Les Miss, sont contraintes au port du maillot de bain, d’un costume régional, à la sympathie, à la photogénie, si l’on en croit les critères sur lesquels elles peuvent être jugées, ainsi qu’à un peu de culture générale. 

Oui, mais la beauté...

Pour Aline César, "Ce concours est l’occasion de se demander ce que ce type de manifestations fabrique comme représentation du corps des femmes, sur ce que doit être une ambassadrice de la France".

Jean-Pierre Foucault défend le concours des Miss, en déclarant qu'il est "un accélérateur social extraordinaire". Rappelons que les Miss sont souvent très diplômées, avant le concours, et assez armées en général pour se faire une place dans le monde du travail. En 2016, Slate se demandait même si elles n'étaient pas sur-diplômées ? 

Le débat sur le côté sexiste de l'institution des Miss n'est donc pas un face-à-face France populaire versus France des intellos. "Dire cela c'est une façon d'instrumentaliser la classe populaire", estime Aline César, "c'est une recette bien connue". Le sexisme appliqué à la vie quotidienne, le sexisme inconscient, concerne tout le monde, quelles que soient les catégories sociales ou professionnelles. 

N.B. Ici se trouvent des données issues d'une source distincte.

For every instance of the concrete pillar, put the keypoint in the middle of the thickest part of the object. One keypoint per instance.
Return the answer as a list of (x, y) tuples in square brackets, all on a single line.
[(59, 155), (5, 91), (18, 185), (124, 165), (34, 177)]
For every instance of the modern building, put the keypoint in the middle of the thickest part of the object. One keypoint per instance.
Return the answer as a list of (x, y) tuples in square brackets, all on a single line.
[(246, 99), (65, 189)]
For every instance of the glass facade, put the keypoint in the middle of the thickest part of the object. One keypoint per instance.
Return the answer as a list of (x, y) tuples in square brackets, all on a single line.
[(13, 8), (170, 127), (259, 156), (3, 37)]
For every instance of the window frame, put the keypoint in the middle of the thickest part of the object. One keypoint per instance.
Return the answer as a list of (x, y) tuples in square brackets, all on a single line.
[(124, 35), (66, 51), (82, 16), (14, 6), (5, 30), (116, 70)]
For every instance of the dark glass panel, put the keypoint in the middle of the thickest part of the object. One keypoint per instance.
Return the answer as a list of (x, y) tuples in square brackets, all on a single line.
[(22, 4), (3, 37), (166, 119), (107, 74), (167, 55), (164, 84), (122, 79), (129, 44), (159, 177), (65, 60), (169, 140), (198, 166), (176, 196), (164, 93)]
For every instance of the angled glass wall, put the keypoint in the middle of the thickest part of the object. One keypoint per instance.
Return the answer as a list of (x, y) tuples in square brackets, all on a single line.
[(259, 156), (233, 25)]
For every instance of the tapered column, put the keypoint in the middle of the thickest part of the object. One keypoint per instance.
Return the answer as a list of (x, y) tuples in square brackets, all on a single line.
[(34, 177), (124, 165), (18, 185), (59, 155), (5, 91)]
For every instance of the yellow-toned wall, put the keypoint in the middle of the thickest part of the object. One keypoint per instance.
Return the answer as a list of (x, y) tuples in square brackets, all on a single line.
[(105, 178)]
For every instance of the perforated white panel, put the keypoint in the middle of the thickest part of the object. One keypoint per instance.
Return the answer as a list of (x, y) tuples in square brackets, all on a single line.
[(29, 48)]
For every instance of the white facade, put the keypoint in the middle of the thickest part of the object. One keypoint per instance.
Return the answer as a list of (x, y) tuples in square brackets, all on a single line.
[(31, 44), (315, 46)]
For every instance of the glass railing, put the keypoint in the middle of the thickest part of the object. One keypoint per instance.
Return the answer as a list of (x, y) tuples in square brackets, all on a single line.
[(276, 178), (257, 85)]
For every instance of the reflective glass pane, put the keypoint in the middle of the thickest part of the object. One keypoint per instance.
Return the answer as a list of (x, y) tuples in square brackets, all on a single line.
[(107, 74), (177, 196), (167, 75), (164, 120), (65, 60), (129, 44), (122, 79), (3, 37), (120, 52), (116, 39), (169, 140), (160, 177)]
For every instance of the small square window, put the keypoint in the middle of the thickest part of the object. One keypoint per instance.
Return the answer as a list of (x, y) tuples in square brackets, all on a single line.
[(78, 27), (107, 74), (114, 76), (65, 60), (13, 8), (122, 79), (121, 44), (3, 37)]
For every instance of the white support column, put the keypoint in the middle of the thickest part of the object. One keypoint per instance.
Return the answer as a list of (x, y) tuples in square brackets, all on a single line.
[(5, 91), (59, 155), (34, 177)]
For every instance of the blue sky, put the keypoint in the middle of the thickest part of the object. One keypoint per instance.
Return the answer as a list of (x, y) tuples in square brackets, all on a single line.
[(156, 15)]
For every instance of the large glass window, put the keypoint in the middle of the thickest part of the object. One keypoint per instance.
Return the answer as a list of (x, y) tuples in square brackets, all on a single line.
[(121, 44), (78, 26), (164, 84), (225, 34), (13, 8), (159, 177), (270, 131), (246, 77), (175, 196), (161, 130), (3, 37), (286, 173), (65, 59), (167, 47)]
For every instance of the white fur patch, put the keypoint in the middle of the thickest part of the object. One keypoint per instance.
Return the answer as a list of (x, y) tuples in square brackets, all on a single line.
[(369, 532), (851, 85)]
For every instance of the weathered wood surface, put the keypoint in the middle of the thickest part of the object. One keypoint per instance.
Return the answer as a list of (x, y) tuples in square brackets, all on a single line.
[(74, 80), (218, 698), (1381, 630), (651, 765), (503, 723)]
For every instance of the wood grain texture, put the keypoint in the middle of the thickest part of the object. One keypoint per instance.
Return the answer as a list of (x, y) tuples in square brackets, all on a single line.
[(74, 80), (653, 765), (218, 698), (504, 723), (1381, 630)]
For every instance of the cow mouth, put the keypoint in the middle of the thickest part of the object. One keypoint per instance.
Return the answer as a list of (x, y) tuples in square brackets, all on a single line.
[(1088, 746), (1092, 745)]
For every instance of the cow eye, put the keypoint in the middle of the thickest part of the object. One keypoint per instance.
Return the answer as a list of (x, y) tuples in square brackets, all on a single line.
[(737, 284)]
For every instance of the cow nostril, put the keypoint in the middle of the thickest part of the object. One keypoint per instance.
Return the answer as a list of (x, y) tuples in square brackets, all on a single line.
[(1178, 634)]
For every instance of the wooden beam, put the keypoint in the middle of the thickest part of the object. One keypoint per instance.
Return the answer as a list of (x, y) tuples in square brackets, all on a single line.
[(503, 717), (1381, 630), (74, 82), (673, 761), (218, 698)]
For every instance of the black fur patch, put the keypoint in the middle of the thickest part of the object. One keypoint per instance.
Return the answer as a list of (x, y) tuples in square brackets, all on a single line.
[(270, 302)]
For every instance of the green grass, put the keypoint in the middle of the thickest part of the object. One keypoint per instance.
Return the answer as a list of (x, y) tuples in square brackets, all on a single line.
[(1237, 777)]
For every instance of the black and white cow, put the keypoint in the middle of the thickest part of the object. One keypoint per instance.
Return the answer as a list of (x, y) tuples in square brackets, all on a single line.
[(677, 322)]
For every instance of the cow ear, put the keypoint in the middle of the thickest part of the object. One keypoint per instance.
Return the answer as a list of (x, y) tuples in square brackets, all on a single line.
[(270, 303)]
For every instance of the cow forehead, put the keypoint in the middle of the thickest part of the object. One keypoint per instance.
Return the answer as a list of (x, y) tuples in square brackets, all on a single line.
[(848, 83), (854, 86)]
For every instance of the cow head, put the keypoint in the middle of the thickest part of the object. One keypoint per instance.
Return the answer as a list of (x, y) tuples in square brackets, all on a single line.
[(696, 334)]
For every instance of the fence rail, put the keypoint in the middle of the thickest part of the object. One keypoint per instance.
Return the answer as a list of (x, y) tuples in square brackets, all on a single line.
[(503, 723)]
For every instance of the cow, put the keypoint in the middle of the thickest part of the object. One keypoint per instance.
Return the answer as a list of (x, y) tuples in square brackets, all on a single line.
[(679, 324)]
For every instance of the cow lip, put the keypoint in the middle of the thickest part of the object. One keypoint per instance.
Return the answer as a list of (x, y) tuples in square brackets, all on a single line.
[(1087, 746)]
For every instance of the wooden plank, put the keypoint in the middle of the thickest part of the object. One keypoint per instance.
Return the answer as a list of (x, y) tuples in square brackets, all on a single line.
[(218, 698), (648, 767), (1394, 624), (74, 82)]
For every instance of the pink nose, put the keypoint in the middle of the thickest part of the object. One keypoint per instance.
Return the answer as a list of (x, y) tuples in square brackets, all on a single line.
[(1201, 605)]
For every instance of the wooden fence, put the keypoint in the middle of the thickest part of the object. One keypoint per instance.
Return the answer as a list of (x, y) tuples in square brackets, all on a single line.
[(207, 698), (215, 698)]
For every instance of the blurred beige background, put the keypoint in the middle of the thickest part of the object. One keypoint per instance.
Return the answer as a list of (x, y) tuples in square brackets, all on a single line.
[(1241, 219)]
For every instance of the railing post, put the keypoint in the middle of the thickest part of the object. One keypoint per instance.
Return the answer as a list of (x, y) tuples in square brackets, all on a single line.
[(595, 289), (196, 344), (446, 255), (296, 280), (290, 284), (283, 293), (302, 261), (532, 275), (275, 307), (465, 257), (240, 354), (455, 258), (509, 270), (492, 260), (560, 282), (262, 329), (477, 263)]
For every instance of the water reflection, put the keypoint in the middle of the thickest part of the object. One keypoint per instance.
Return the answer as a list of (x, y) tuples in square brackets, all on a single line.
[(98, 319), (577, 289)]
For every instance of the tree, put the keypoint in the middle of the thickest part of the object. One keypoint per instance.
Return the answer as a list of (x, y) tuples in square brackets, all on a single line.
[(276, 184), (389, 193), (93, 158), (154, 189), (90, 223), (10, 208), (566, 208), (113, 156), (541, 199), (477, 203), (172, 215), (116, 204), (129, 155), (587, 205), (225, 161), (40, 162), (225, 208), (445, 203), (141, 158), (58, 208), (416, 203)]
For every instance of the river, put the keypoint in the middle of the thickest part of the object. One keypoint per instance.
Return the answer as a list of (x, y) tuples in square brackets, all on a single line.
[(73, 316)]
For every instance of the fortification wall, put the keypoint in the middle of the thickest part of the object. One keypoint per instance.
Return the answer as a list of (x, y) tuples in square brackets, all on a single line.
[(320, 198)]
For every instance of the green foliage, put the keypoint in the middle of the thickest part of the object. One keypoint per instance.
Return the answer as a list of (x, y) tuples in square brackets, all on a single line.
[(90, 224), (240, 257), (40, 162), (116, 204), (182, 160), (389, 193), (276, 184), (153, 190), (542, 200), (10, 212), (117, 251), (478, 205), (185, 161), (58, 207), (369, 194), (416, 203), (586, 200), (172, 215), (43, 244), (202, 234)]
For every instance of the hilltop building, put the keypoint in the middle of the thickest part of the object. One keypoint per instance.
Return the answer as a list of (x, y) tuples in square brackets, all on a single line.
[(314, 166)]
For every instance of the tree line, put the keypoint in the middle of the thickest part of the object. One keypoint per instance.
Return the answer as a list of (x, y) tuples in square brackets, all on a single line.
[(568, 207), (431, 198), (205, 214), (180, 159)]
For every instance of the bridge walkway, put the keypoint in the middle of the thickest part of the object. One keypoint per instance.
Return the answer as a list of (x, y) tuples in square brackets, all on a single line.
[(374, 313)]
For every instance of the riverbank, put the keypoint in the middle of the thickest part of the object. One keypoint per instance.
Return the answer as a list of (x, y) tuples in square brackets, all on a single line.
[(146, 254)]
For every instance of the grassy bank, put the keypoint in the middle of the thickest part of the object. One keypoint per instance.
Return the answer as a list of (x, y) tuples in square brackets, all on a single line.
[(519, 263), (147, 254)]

"Le sexisme, et la représentation passéiste du modèle féminin est plutôt générationnel d’une part", rappelle-t-elle. Les millions de spectateurs et spectatrices qui apprécient le concours des Miss ont 50 ans et bien au-delà, "les jeunes de 17 ans ne sont pas derrière TF1 ces soirs-là".  

En revanche, Aline César est étonnée de la réaction des élites masculines contre les combats féministes. "Il y a un contrecoup féroce, le sexisme n'est pas l’apanage d’une classe sociale, il est très partagé, y compris dans des milieux de gens très instruits et ayant réussi socialement, particulièrement bien placés et habiles pour bloquer toute évolution".